Well you shouldn't be seeing such a delay then.  But if you google rtsp delay you will find some issues with some camera's and some software, etc..  But the protocol is designed to be as lag free as possible.. And this is your best hope for min delay between what is actually happening and what is presented on your screen.

 

If you just hit the camera via say vlc and the rtsp stream - what is the delay?  You can google for instructions on how to do that I am sure.

 

What does the camera spec say for its delay?  Should be a few frames.. Or it could just be a ###### camera?

 

You should be a few 100ms you would hope..

1 hour ago, BudMan said:

Well you shouldn't be seeing such a delay then.  But if you google rtsp delay you will find some issues with some camera's and some software, etc..  But the protocol is designed to be as lag free as possible.. And this is your best hope for min delay between what is actually happening and what is presented on your screen.

 

If you just hit the camera via say vlc and the rtsp stream - what is the delay?  You can google for instructions on how to do that I am sure.

 

What does the camera spec say for its delay?  Should be a few frames.. Or it could just be a ###### camera?

 

You should be a few 100ms you would hope..

I downloaded VLC and opened the camera in it (RTSP)  I'll have to wait and see the next time someone goes outside to see if there is a delay. Do you know of any method for access the WiFi camera, it uses ONVIF, besides the software I am using?
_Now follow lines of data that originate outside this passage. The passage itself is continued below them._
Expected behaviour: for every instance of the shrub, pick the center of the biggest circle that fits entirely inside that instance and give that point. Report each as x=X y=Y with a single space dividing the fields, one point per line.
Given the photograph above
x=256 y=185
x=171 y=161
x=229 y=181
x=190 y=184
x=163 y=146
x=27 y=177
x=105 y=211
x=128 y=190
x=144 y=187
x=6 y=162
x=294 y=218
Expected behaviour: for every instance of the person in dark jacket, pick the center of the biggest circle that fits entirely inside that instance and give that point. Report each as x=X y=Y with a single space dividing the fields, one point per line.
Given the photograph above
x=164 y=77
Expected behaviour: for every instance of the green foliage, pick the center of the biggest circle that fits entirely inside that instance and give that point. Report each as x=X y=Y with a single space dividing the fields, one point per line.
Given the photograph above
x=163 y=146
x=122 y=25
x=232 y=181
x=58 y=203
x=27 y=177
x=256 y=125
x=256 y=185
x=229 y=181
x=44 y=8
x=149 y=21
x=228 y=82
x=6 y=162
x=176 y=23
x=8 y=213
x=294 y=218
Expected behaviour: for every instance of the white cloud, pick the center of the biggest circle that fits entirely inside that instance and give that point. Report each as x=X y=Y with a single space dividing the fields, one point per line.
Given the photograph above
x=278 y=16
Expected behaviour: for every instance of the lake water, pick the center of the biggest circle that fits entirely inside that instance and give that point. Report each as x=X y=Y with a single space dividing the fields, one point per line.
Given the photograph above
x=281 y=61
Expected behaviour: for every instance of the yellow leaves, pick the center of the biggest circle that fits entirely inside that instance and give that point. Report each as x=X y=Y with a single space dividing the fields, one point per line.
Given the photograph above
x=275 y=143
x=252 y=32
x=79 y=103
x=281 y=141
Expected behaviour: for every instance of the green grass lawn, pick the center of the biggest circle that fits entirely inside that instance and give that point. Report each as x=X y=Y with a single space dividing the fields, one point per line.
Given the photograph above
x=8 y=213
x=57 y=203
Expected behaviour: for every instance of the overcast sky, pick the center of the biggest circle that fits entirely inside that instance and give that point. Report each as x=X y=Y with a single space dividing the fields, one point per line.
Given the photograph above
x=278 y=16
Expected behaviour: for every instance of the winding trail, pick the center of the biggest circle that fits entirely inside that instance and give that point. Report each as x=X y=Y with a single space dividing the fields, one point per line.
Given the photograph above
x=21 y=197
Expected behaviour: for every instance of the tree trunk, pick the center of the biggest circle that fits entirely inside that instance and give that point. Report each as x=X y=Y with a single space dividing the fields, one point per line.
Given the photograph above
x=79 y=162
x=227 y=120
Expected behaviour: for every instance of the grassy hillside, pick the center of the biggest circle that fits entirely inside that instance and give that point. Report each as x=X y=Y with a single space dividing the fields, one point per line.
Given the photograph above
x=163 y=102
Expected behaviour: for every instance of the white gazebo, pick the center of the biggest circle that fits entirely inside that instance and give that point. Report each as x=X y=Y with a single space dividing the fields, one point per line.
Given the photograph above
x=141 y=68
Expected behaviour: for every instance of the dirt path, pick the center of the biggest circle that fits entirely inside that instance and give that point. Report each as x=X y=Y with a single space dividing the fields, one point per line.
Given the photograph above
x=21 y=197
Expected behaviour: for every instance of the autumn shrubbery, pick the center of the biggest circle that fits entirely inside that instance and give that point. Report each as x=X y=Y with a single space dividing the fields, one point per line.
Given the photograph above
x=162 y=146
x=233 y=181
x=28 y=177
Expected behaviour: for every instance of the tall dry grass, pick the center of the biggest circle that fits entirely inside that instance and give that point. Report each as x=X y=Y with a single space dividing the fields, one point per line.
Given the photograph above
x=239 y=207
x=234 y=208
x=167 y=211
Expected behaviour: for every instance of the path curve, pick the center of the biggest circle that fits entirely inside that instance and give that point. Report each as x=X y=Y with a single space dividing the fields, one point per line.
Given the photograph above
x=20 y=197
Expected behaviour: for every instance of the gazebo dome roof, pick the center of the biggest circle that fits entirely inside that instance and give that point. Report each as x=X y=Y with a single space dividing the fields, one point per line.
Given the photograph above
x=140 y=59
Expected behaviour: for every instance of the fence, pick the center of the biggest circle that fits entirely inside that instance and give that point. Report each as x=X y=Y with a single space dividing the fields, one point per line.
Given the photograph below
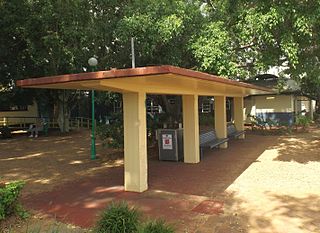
x=24 y=122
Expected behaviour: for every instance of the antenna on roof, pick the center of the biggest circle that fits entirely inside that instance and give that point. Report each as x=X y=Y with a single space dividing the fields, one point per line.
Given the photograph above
x=132 y=53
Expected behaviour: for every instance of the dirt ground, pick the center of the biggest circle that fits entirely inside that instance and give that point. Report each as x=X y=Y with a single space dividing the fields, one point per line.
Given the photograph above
x=266 y=183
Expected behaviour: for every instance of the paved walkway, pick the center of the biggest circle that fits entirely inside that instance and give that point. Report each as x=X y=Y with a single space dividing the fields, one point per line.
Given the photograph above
x=260 y=184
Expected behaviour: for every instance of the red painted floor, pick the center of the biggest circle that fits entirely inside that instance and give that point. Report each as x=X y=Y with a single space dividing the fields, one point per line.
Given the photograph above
x=183 y=194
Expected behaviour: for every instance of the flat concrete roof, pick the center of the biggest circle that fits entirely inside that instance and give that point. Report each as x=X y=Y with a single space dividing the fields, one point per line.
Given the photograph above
x=164 y=79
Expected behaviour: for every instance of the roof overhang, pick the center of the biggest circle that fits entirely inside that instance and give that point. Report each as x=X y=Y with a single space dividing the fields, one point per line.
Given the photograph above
x=153 y=80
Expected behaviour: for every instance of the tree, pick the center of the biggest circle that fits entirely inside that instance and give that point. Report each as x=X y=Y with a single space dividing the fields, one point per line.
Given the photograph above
x=248 y=37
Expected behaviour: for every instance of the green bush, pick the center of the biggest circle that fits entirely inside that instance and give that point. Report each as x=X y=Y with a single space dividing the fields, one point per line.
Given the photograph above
x=9 y=194
x=118 y=218
x=303 y=121
x=157 y=226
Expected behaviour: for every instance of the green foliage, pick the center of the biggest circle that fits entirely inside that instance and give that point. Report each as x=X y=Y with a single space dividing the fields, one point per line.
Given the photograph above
x=118 y=218
x=9 y=194
x=303 y=121
x=157 y=226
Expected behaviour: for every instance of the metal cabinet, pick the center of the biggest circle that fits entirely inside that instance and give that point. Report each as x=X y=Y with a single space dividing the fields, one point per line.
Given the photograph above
x=170 y=142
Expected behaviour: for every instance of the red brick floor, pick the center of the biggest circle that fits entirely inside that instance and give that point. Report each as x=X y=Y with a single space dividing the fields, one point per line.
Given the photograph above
x=183 y=194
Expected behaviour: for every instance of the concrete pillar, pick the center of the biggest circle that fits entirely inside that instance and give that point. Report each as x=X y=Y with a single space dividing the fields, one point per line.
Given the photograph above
x=135 y=142
x=238 y=114
x=311 y=110
x=220 y=118
x=191 y=129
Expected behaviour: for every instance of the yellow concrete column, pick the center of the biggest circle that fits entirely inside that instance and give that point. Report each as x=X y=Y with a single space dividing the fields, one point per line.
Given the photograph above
x=220 y=118
x=238 y=114
x=191 y=129
x=135 y=142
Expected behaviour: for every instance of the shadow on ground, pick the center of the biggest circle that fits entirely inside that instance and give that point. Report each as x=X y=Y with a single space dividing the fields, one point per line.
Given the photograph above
x=301 y=148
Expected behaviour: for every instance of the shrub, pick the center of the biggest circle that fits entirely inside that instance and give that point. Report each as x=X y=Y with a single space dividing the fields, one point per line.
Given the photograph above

Simple crude way to measure how bad the latency is - do you a tablet you can put up a clock with MS?  You would hope your under 1s (1000ms)..

 

This assumes your tablet time and your pc time are in sync (ntp really helps)..  Then have someone hold the tablet up while in the video..  Even if only shows seconds that should work for this crude test..

The lag is still there via VLC, apparently there were some setting that could be changed for the camera's, but those options are not there any longer . (This info comes from my brief searches online with the term 'reolink rlc-410 RTSP lag', most of what I was seeing was 3 or 4 years old, and things have changed since that point.